Eruptions at the Klyuchevskaya volcano on Russia’s Kamchatka Peninsula became more violent on March 24, 2005. The Kamchatkan Volcanic Eruptions Response Team boosted the alert level on the volcano to red, the highest alert reserved for major explosive eruptions, after Klyuchevskaya began to eject clouds of ash and steam as high as 10 kilometers (32,800 feet) above sea level. Seismic activity around the volcano has increased to match Klyuchevskaya’s continuous eruptions.

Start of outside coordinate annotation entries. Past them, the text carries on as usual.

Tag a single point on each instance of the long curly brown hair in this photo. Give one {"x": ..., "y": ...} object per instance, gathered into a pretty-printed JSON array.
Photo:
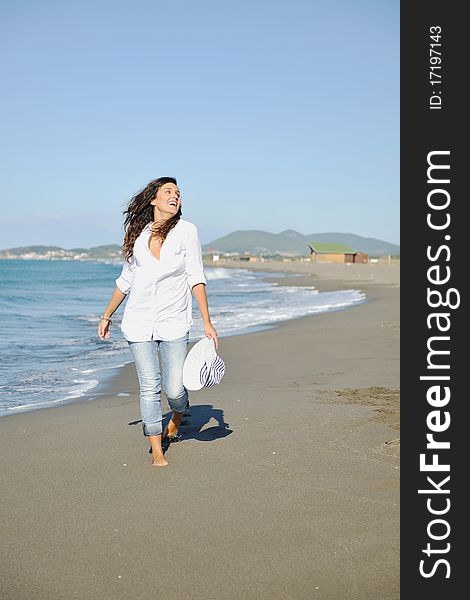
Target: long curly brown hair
[{"x": 139, "y": 212}]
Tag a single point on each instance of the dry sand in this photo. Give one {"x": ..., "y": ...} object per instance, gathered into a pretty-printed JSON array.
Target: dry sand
[{"x": 286, "y": 485}]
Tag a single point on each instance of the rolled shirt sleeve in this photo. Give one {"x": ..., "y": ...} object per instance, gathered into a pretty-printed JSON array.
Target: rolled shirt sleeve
[
  {"x": 124, "y": 281},
  {"x": 194, "y": 266}
]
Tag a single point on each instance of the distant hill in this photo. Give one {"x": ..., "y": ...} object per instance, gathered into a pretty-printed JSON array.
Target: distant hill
[
  {"x": 293, "y": 243},
  {"x": 110, "y": 252},
  {"x": 286, "y": 243}
]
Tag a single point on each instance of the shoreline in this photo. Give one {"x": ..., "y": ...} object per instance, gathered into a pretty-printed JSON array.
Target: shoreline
[
  {"x": 286, "y": 481},
  {"x": 293, "y": 275}
]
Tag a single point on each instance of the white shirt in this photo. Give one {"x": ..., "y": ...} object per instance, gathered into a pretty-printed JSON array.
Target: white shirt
[{"x": 159, "y": 304}]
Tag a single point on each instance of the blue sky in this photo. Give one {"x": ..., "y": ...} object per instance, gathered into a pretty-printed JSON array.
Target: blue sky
[{"x": 272, "y": 115}]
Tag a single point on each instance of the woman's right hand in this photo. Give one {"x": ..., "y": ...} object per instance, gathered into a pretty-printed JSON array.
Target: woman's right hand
[{"x": 103, "y": 329}]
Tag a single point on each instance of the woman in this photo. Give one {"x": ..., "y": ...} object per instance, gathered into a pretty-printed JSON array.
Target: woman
[{"x": 163, "y": 265}]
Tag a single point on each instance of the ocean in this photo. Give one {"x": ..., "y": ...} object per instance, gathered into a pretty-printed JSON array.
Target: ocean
[{"x": 49, "y": 349}]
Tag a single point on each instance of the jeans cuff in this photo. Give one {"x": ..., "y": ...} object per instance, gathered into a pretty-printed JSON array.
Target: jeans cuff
[
  {"x": 152, "y": 428},
  {"x": 178, "y": 405}
]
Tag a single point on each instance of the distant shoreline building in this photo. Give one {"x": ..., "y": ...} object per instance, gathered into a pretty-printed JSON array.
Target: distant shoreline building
[{"x": 337, "y": 253}]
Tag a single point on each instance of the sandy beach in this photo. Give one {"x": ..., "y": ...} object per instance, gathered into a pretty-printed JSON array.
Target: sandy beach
[{"x": 285, "y": 486}]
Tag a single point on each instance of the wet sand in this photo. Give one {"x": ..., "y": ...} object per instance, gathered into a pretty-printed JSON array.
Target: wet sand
[{"x": 286, "y": 485}]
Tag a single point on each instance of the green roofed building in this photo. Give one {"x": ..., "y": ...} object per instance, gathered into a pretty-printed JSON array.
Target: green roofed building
[{"x": 340, "y": 253}]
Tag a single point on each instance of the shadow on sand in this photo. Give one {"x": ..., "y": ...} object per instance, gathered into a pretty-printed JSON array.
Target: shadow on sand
[{"x": 193, "y": 425}]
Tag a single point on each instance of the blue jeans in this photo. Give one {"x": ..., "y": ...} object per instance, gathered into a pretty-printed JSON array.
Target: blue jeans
[{"x": 151, "y": 379}]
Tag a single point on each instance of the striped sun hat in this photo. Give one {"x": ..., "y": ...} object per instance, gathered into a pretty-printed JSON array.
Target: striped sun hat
[{"x": 203, "y": 367}]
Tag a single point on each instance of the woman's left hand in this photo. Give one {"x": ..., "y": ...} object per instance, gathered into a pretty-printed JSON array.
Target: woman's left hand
[{"x": 211, "y": 333}]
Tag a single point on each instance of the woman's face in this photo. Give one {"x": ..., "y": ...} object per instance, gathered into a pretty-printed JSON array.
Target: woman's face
[{"x": 167, "y": 201}]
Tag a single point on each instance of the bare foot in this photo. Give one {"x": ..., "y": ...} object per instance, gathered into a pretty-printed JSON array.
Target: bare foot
[
  {"x": 159, "y": 461},
  {"x": 173, "y": 425}
]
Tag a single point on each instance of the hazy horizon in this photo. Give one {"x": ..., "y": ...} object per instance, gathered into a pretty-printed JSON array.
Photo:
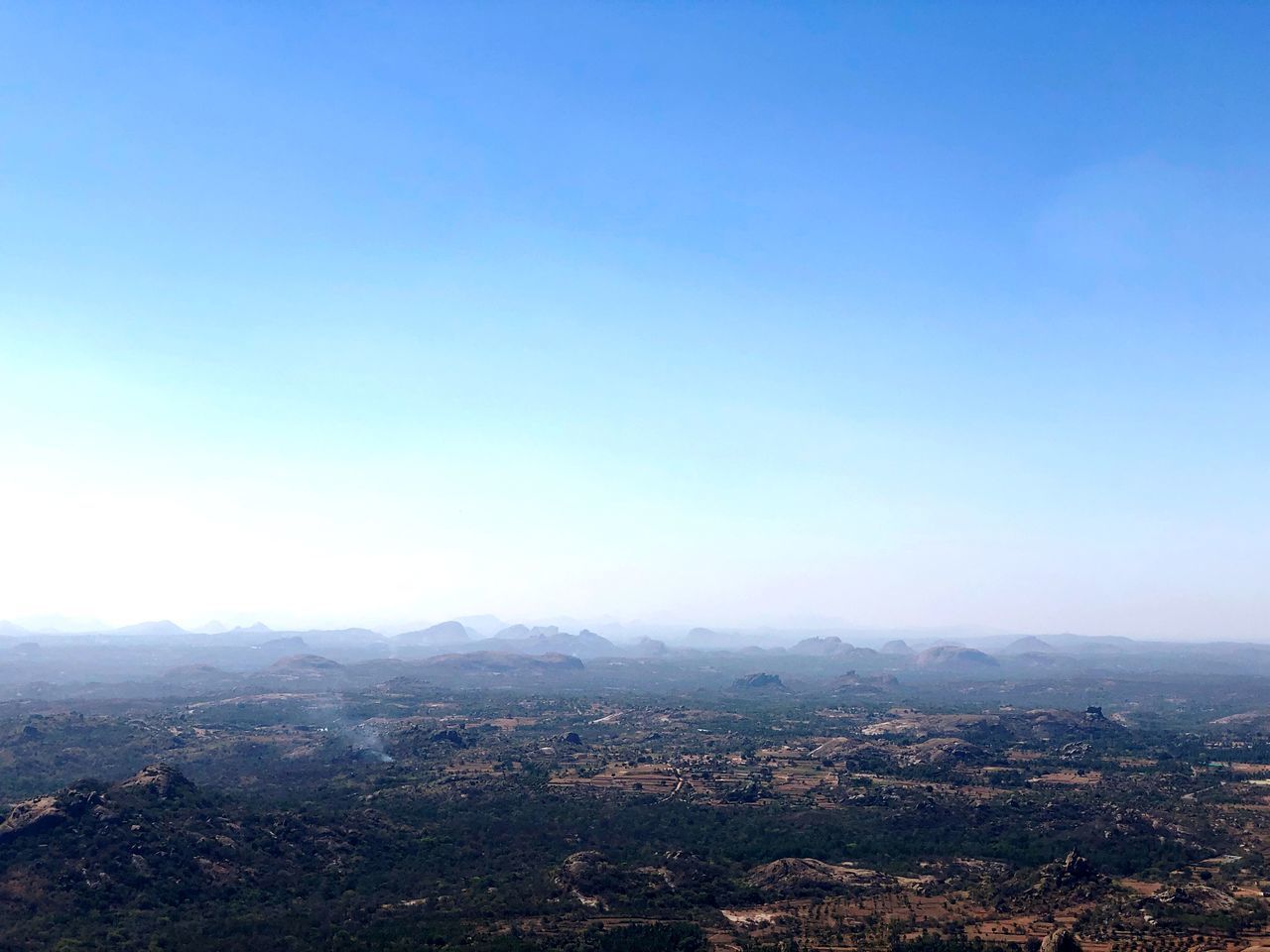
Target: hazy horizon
[{"x": 907, "y": 315}]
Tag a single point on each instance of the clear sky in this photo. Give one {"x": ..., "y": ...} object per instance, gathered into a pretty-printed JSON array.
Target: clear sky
[{"x": 896, "y": 313}]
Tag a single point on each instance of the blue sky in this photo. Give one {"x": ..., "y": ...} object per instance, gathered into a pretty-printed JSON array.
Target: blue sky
[{"x": 902, "y": 315}]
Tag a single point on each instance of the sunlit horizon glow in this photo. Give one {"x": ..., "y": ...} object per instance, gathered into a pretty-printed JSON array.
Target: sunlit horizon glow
[{"x": 889, "y": 315}]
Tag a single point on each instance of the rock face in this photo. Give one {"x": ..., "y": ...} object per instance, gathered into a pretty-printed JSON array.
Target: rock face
[
  {"x": 44, "y": 812},
  {"x": 1061, "y": 941},
  {"x": 1074, "y": 875},
  {"x": 758, "y": 682},
  {"x": 802, "y": 874},
  {"x": 163, "y": 780},
  {"x": 1194, "y": 898}
]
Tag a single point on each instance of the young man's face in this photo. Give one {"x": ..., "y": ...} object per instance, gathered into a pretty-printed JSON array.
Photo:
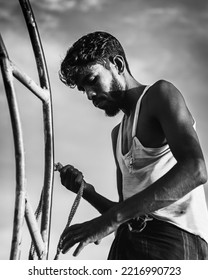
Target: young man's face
[{"x": 102, "y": 86}]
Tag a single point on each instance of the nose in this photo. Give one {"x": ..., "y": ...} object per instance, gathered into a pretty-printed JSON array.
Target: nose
[{"x": 90, "y": 94}]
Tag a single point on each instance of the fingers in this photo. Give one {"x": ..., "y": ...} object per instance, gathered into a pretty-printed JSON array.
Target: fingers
[{"x": 71, "y": 236}]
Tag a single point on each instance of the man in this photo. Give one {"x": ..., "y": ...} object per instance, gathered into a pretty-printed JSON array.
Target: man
[{"x": 161, "y": 213}]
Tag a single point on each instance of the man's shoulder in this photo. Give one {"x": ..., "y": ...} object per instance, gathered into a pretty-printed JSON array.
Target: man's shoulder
[
  {"x": 114, "y": 132},
  {"x": 162, "y": 87},
  {"x": 162, "y": 92}
]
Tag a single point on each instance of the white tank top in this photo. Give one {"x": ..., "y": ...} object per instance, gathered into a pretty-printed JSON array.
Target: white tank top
[{"x": 142, "y": 166}]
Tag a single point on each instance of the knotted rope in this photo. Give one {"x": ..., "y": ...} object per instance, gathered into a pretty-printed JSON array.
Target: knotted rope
[{"x": 74, "y": 207}]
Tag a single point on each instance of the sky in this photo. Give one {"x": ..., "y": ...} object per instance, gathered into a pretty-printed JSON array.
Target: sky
[{"x": 163, "y": 39}]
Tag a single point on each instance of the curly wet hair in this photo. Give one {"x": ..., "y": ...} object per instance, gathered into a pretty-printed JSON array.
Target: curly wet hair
[{"x": 97, "y": 47}]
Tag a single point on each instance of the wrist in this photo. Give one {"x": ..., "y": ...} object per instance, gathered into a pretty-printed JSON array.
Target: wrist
[{"x": 88, "y": 190}]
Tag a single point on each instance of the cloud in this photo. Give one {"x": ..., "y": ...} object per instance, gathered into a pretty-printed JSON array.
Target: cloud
[{"x": 67, "y": 5}]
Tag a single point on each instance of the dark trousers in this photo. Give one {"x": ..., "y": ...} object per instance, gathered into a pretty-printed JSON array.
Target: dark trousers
[{"x": 156, "y": 240}]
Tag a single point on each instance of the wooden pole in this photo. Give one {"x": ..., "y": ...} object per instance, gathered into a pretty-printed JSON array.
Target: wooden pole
[
  {"x": 19, "y": 210},
  {"x": 48, "y": 120}
]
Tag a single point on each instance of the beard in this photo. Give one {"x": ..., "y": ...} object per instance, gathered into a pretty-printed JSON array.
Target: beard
[{"x": 112, "y": 108}]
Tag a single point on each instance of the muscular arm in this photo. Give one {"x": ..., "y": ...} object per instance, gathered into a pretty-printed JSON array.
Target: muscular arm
[
  {"x": 166, "y": 105},
  {"x": 169, "y": 109},
  {"x": 70, "y": 177}
]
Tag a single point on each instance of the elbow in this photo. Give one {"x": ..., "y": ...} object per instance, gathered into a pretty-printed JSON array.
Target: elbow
[{"x": 200, "y": 173}]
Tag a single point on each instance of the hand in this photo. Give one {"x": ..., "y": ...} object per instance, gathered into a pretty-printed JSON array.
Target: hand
[
  {"x": 71, "y": 178},
  {"x": 85, "y": 233}
]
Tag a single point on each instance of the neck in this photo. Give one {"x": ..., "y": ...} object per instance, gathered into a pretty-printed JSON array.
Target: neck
[{"x": 132, "y": 93}]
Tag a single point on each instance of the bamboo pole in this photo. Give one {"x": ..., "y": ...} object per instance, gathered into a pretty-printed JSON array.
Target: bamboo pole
[
  {"x": 34, "y": 230},
  {"x": 48, "y": 121},
  {"x": 42, "y": 94},
  {"x": 19, "y": 152}
]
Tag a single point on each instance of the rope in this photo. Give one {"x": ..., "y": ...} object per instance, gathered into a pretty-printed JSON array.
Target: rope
[{"x": 74, "y": 207}]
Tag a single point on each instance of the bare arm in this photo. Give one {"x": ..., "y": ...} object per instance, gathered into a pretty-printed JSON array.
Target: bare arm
[{"x": 167, "y": 107}]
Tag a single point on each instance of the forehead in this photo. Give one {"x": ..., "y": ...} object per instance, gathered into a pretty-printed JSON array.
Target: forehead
[
  {"x": 89, "y": 71},
  {"x": 93, "y": 69}
]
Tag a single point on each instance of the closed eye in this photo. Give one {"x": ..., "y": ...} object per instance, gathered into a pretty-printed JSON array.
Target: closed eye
[{"x": 91, "y": 81}]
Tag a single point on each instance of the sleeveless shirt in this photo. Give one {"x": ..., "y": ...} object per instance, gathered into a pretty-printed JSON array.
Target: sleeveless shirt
[{"x": 141, "y": 166}]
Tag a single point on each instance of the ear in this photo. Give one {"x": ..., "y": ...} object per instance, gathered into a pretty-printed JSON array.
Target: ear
[{"x": 118, "y": 61}]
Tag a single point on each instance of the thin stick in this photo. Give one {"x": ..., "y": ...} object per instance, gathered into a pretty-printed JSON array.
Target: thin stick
[
  {"x": 48, "y": 121},
  {"x": 34, "y": 230},
  {"x": 19, "y": 153}
]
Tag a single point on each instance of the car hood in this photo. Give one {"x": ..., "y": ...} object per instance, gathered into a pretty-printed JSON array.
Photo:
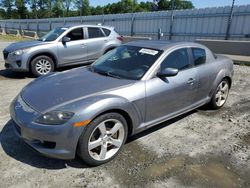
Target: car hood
[
  {"x": 51, "y": 91},
  {"x": 23, "y": 45}
]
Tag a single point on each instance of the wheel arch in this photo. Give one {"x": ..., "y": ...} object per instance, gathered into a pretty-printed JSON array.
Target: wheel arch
[
  {"x": 49, "y": 54},
  {"x": 221, "y": 75},
  {"x": 125, "y": 114}
]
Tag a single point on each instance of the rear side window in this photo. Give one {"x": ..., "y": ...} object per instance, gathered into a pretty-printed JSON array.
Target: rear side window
[
  {"x": 177, "y": 59},
  {"x": 95, "y": 32},
  {"x": 76, "y": 34},
  {"x": 199, "y": 56},
  {"x": 106, "y": 31}
]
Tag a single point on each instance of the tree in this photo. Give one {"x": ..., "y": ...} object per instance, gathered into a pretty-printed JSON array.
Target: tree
[
  {"x": 178, "y": 4},
  {"x": 8, "y": 5},
  {"x": 83, "y": 7},
  {"x": 66, "y": 5},
  {"x": 21, "y": 9}
]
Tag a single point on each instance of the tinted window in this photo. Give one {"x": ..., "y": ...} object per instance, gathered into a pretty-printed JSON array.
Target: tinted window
[
  {"x": 95, "y": 32},
  {"x": 129, "y": 62},
  {"x": 178, "y": 59},
  {"x": 199, "y": 56},
  {"x": 53, "y": 34},
  {"x": 106, "y": 31},
  {"x": 75, "y": 34}
]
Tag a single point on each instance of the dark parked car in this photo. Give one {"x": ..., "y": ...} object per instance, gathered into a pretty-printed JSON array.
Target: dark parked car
[
  {"x": 62, "y": 46},
  {"x": 92, "y": 110}
]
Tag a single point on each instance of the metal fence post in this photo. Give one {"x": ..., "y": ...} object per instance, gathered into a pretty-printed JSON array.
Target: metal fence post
[
  {"x": 37, "y": 27},
  {"x": 171, "y": 27},
  {"x": 50, "y": 24},
  {"x": 171, "y": 21},
  {"x": 229, "y": 21},
  {"x": 28, "y": 27},
  {"x": 132, "y": 25}
]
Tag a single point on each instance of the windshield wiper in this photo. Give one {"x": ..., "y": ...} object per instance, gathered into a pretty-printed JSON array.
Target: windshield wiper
[{"x": 105, "y": 73}]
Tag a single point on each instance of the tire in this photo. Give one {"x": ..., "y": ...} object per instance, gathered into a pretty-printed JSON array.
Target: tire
[
  {"x": 98, "y": 144},
  {"x": 220, "y": 95},
  {"x": 42, "y": 65}
]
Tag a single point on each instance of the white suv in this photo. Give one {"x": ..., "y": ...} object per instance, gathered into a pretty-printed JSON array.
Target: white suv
[{"x": 62, "y": 46}]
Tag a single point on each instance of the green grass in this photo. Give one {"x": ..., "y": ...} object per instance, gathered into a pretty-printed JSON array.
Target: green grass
[{"x": 12, "y": 38}]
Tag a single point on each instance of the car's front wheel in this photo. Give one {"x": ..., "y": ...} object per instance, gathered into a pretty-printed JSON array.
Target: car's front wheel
[
  {"x": 42, "y": 65},
  {"x": 102, "y": 139},
  {"x": 220, "y": 96}
]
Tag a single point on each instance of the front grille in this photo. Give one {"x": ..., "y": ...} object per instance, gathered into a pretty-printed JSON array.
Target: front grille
[
  {"x": 5, "y": 54},
  {"x": 18, "y": 129}
]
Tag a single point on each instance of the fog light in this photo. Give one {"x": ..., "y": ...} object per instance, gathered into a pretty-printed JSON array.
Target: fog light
[{"x": 18, "y": 63}]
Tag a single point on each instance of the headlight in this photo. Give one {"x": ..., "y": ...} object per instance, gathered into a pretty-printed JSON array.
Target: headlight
[
  {"x": 19, "y": 52},
  {"x": 54, "y": 118}
]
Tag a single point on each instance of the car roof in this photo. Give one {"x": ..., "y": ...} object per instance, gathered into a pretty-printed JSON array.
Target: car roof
[
  {"x": 162, "y": 44},
  {"x": 89, "y": 25}
]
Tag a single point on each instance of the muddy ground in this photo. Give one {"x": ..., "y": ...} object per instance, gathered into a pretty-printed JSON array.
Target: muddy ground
[{"x": 200, "y": 149}]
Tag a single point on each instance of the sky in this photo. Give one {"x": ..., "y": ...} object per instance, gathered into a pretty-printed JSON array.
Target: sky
[{"x": 196, "y": 3}]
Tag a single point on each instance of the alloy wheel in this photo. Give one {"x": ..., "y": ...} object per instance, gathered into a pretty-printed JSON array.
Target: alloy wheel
[{"x": 106, "y": 139}]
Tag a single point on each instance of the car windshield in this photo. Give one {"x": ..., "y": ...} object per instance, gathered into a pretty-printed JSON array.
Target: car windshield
[
  {"x": 53, "y": 34},
  {"x": 127, "y": 62}
]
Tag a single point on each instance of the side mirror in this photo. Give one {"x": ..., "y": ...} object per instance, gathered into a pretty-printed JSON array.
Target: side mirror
[
  {"x": 65, "y": 39},
  {"x": 167, "y": 72}
]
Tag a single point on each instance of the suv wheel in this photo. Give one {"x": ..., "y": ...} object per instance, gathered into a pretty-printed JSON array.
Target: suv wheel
[
  {"x": 102, "y": 139},
  {"x": 42, "y": 65}
]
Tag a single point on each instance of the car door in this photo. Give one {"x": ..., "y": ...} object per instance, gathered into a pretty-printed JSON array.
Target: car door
[
  {"x": 95, "y": 43},
  {"x": 205, "y": 73},
  {"x": 171, "y": 95},
  {"x": 74, "y": 51}
]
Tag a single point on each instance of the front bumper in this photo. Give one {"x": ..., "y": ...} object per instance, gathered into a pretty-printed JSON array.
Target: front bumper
[
  {"x": 16, "y": 63},
  {"x": 56, "y": 141}
]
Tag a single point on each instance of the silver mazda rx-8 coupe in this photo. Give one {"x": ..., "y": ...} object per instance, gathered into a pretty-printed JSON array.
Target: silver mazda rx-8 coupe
[{"x": 91, "y": 111}]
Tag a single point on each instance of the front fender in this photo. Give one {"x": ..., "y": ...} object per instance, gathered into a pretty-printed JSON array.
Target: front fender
[{"x": 91, "y": 107}]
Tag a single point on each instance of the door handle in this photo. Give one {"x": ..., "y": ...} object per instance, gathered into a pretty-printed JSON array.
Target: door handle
[
  {"x": 190, "y": 81},
  {"x": 83, "y": 45}
]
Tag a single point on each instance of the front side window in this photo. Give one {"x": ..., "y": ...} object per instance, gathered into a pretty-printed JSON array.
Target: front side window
[
  {"x": 106, "y": 31},
  {"x": 95, "y": 32},
  {"x": 177, "y": 59},
  {"x": 53, "y": 34},
  {"x": 127, "y": 62},
  {"x": 199, "y": 56},
  {"x": 75, "y": 34}
]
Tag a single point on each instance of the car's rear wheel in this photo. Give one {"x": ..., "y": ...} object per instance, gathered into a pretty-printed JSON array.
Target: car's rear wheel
[
  {"x": 42, "y": 65},
  {"x": 220, "y": 96},
  {"x": 102, "y": 139}
]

This image, acquired by the Moderate Resolution Imaging Spectroradiometer (MODIS) on NASA’s Terra satellite on March 24, 2005, reflects the sudden violence of the eruptions. An ash-darkened plume of steam rises from the volcano and drifts northeast away from the summit. The light-colored plume is hard to spot against the snow, but its shadow is starkly visible. While the ash plume seen here is not particularly large, fresh ash spread over the snow to the northwest of Klyuchevskaya reveals that eruptions have been larger in the recent past. The ash was not present on March 23. On top of both Klyuchevskaya and Sheveluch, its northern neighbor, MODIS detected a thermal hotspot over the crater, an indicator that molten rock is near or on the crater’s surface.
Eruptions at the Klyuchevskaya Volcano are becoming increasingly violent, prompting officials to raise the volcanic alert to its highest level, reserved for major explosive eruptions. (The volcano's name has many alternate spellings, including Klyuchevsky; Kluichevsky and Kluichevskaya; and Kluichevskoi.)